39 En Hij gebood hun, dat zij hen allen zouden doen nederzitten bij waardschappen, op het groene gras.
And he ordered them to make them all sit down by companies on the green grass.
40 En zij zaten neder in gedeelten bij honderd te zamen, en bij vijftig te zamen.
And they sat down in ranks by hundreds and by fifties.
41 En als Hij de vijf broden en de twee vissen genomen had, zag Hij op naar den hemel, zegende en brak de broden, en gaf ze Zijn discipelen, opdat zij ze hun zouden voorleggen, en de twee vissen deelde Hij voor allen.
And having taken the five loaves and the two fishes, looking up to heaven, he blessed, and broke the loaves, and gave [them] to his disciples that they might set [them] before them. And the two fishes he divided among all.
42 En zij aten allen, en zijn verzadigd geworden.
And they all ate and were satisfied.
43 En zij namen op twaalf volle korven brokken, en van de vissen.
And they took up of fragments the fillings of twelve hand-baskets, and of the fishes.
44 En die daar de broden gegeten hadden, waren omtrent vijf duizend mannen.
And those that ate of the loaves were five thousand men.
45 En terstond dwong Hij Zijn discipelen in het schip te gaan, en voor henen te varen aan de andere zijde tegen over Bethsaida, terwijl Hij de schare van Zich zou laten.
And immediately he compelled his disciples to go on board ship, and to go on before to the other side to Bethsaida, while he sends the crowd away.
46 En als Hij aan dezelve hun afscheid gegeven had, ging Hij op den berg om te bidden.
And, having dismissed them, he departed into the mountain to pray.
47 En als het nu avond was geworden, zo was het schip in het midden van de zee, en Hij was alleen op het land.
And when evening was come, the ship was in the midst of the sea, and he alone upon the land.
48 En Hij zag, dat zij zich zeer pijnigden, om het schip voort te krijgen; want de wind was hun tegen; en omtrent de vierde wake des nachts, kwam Hij tot hen, wandelende op de zee, en wilde hen voorbijgaan.
And seeing them labouring in rowing, for the wind was contrary to them, about the fourth watch of the night he comes to them walking on the sea, and would have passed them by.
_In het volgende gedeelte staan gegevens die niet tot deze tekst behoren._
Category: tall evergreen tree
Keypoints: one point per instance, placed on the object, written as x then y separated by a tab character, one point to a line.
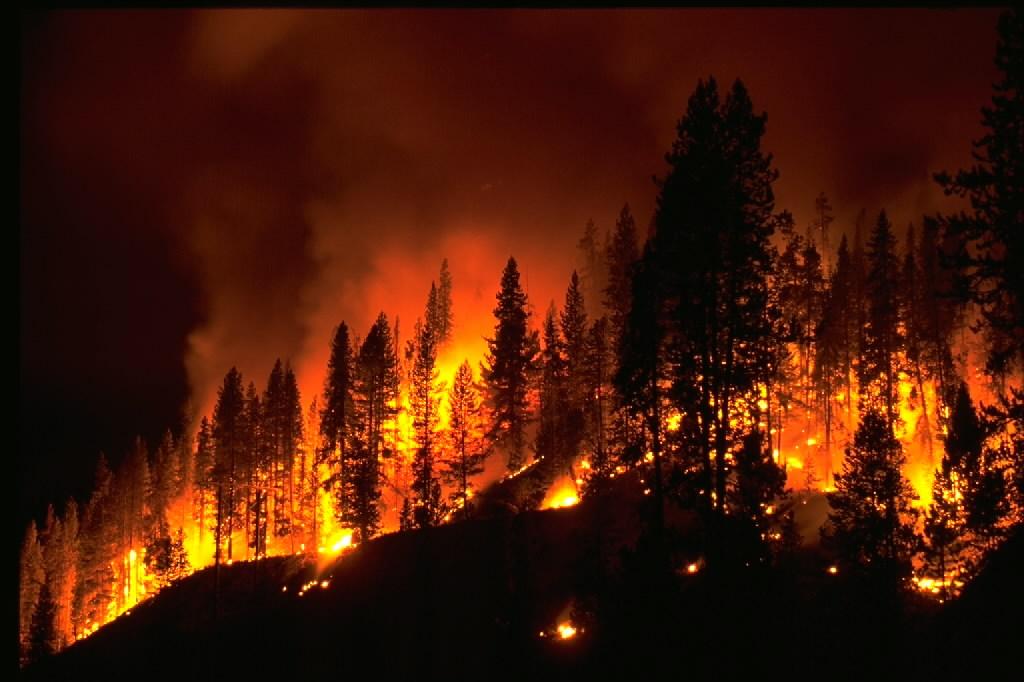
206	482
508	368
642	372
98	545
883	338
32	576
552	433
375	396
835	352
338	413
714	221
623	253
427	508
228	432
991	254
593	268
466	449
573	335
869	521
598	368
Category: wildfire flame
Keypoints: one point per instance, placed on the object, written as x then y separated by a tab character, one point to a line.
562	494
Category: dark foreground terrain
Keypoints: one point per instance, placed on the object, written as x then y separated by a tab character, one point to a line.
470	600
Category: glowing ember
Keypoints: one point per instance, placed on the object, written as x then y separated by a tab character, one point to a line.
343	542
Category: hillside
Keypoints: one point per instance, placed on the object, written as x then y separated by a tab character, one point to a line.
470	600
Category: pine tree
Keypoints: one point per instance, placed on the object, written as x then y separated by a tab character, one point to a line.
883	339
93	592
228	432
375	396
714	222
337	415
869	521
508	368
913	337
642	371
622	254
835	350
552	433
206	482
991	254
465	443
42	642
593	269
573	334
427	508
257	472
445	317
598	368
165	478
67	576
32	576
133	520
819	229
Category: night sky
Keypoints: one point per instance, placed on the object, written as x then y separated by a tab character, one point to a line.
201	189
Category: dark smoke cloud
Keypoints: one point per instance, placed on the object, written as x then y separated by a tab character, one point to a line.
201	189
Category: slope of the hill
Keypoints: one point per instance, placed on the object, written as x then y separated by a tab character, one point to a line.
470	600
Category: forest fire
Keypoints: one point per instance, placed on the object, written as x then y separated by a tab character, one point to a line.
562	494
735	374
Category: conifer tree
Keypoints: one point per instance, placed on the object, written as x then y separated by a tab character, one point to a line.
508	368
97	547
554	412
375	395
883	338
32	576
427	508
714	221
599	363
622	254
228	430
869	518
445	316
338	413
466	450
573	337
206	483
991	255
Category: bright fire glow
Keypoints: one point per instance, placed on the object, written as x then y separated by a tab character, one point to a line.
562	494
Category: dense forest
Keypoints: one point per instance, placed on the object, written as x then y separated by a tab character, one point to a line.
729	360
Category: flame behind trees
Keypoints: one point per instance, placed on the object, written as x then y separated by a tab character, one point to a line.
508	368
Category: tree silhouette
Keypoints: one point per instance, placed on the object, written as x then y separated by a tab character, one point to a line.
869	520
509	365
466	450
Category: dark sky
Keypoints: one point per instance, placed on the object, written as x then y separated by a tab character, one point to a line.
206	188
49 En zij, ziende Hem wandelen op de zee, meenden, dat het een spooksel was, en schreeuwden zeer;
But they, seeing him walking on the sea, thought that it was an apparition, and cried out.
50 Want zij zagen Hem allen, en werden ontroerd; en terstond sprak Hij met hen, en zeide tot hen: Zijt welgemoed, Ik ben het; vreest niet.
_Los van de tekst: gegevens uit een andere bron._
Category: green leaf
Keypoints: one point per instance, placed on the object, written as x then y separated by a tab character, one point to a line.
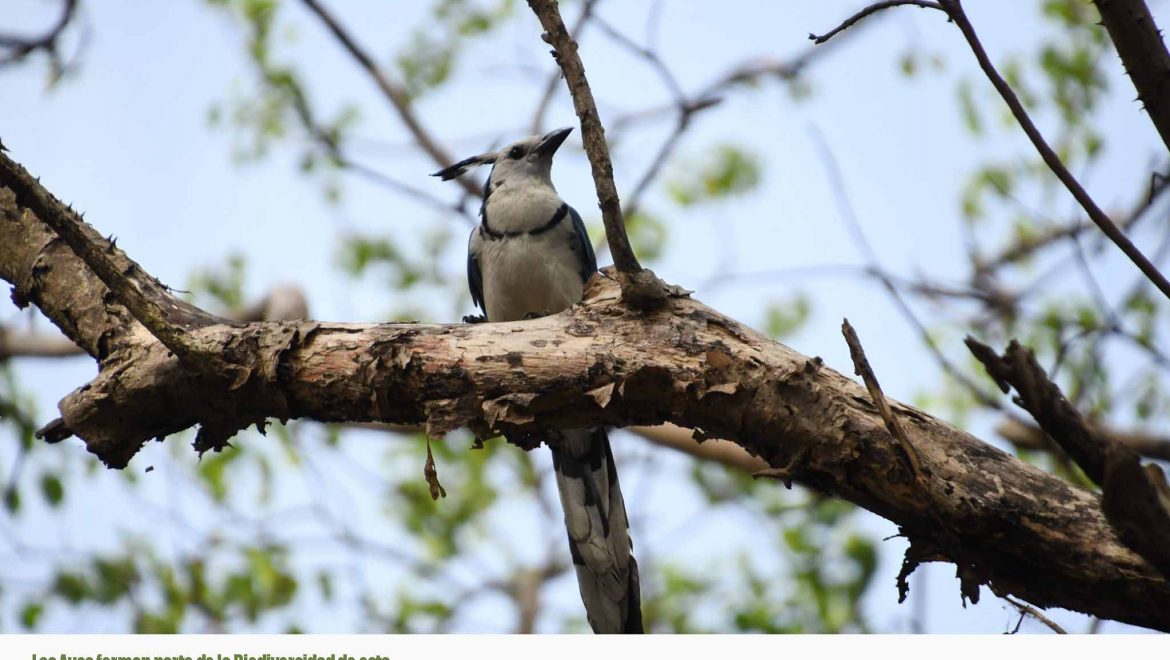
29	614
52	488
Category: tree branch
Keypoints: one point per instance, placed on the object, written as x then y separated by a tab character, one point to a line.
954	9
146	298
1009	526
1140	46
20	47
1136	500
640	288
392	91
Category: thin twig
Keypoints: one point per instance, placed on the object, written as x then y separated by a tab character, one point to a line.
22	46
392	91
550	86
845	208
954	8
1025	609
869	11
592	132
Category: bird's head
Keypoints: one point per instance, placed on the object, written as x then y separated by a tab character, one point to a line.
530	158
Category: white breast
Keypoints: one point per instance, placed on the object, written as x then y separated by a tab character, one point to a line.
530	275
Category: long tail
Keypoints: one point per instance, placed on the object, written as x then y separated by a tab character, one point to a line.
598	531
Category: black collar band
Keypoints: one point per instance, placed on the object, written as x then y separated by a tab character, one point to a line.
494	234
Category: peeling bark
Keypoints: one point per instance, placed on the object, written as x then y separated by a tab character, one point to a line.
1006	524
For all saw him and were troubled. And immediately he spoke with them, and says to them, Be of good courage: it is I; be not afraid.
51 En Hij klom tot hen in het schip, en de wind stilde; en zij ontzetten zich bovenmate zeer in zichzelven, en waren verwonderd.
And he went up to them into the ship, and the wind fell. And they were exceedingly beyond measure astonished in themselves and wondered;
52 Want zij hadden niet gelet op het wonder der broden; want hun hart was verhard.
for they understood not through the loaves: for their heart was hardened.
53 En als zij overgevaren waren, kwamen zij in het land Gennesareth, en havenden aldaar.
And having passed over, they came to the land of Gennesaret and made the shore.
54 En als zij uit het schip gegaan waren, terstond werden zij Hem kennende.
And on their coming out of the ship, immediately recognising him,
55 En het gehele omliggende land doorlopende, begonnen zij op beddekens degenen, die kwalijk gesteld waren, om te dragen, ter plaatse, waar zij hoorden, dat Hij was.
they ran through that whole country around, and began to carry about those that were ill on couches, where they heard that he was.
56 En zo waar Hij kwam, in vlekken, of steden, of dorpen, daar leiden zij de kranken op de markten, en baden Hem, dat zij maar den zoom Zijns kleeds aanraken mochten; en zovelen, als er Hem aanraakten, werden gezond.
And wherever he entered into villages, or cities, or the country, they laid the sick in the market-places, and besought him that they might touch if it were only the hem of his garment; and as many as touched him were healed.